相談内容は、「40年前の遺産分割協議をやり直すことはできないか?」とのことでした。今から約40年前の昭和45年、Dさんのお父さん(Aさん:会社経営)が亡くなりました。

 

主な相続財産は、事業に使っている土地が500坪です。

 

遺産分割協議の結果、その土地は、兄弟それぞれが法定相続分(4人の子供(長女B、長男C、二男D、三男E)で1/4ずつ)で取得し、登記をしました。

 

相続した土地は、資材置き場として利用されることになりました。それから25年の月日が流れ、一家は平成7年に「阪神大震災」を迎えます。

 

復興の為に、市から「資材置き場を買取りたい」との申し出があり、4人はこれに応じることにしました。そこで、売却金額の6億5000万円は、登記割合に基づいて、姉弟で均等に約1億6250万円ずつ分配しました。その後二男Dさんが、震災で倒壊した実家を片付けていると、なんと25年前に亡くなったAさんの「自筆の遺言書」が出てきました。

 

中を見てみると、そこには25年前の分割協議とは異なる分配の内容が書かれていました。Aさんの考えは「息子達に多く財産を残したい。
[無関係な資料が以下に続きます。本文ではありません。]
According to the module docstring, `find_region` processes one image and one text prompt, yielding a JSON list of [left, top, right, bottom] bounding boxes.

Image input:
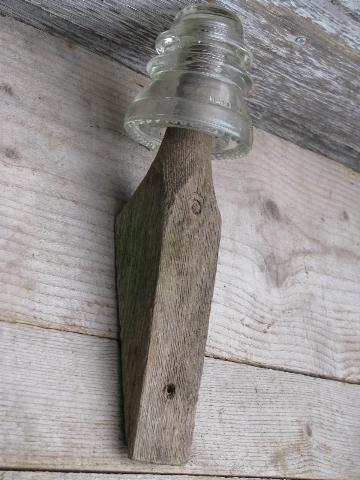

娘は息子達の半分の割合とする。」というものでした。

 

もし25年前に、この遺言の内容で分割していれば、売却金額の配分は大きく変わってきます。(長女Bさんは約8000万円の減額、他の兄弟は約2600万円ずつの増額となることになります。)

 

遺言書を発見した二男Dさんは、長女Bさんに対して、話し合いを求めてきましたが、それから17年間平行線のまま・・・

 

長女Bさんは「時効が成立しており、話し合いの余地はない」との主張をされている様子です。相談内容の「昔の遺産分割協議のやり直しはできないか?」とのご質問には、「相続人全員の合意があれば可能」とアドバイスをしました。

 

「裁判上の手続での解決は可能か?」とのご質問を、弁護士に確認すると「提訴の余地はあるが、現実に再登記や再分配はとなると難しいだろう」とのアドバイス。

 

しかし、その遺言書にはもう一つ、重要なことが書かれていました。

 

「決して、法的手段に訴えて解決することのないように。家族みんなで仲良く話し合いで決めるように。」 遺言書の中に、付言事項としてきちんと書かれていました。

 

「今から再分配を目指すとなると、どうやってもこの付言事項には反してしまいますね・・・」二男Dさんは、そうおっしゃって相談室を後にされました。

 

「家族仲良く」

 

いつの世にも通用する、そして、誰もが願う想いです。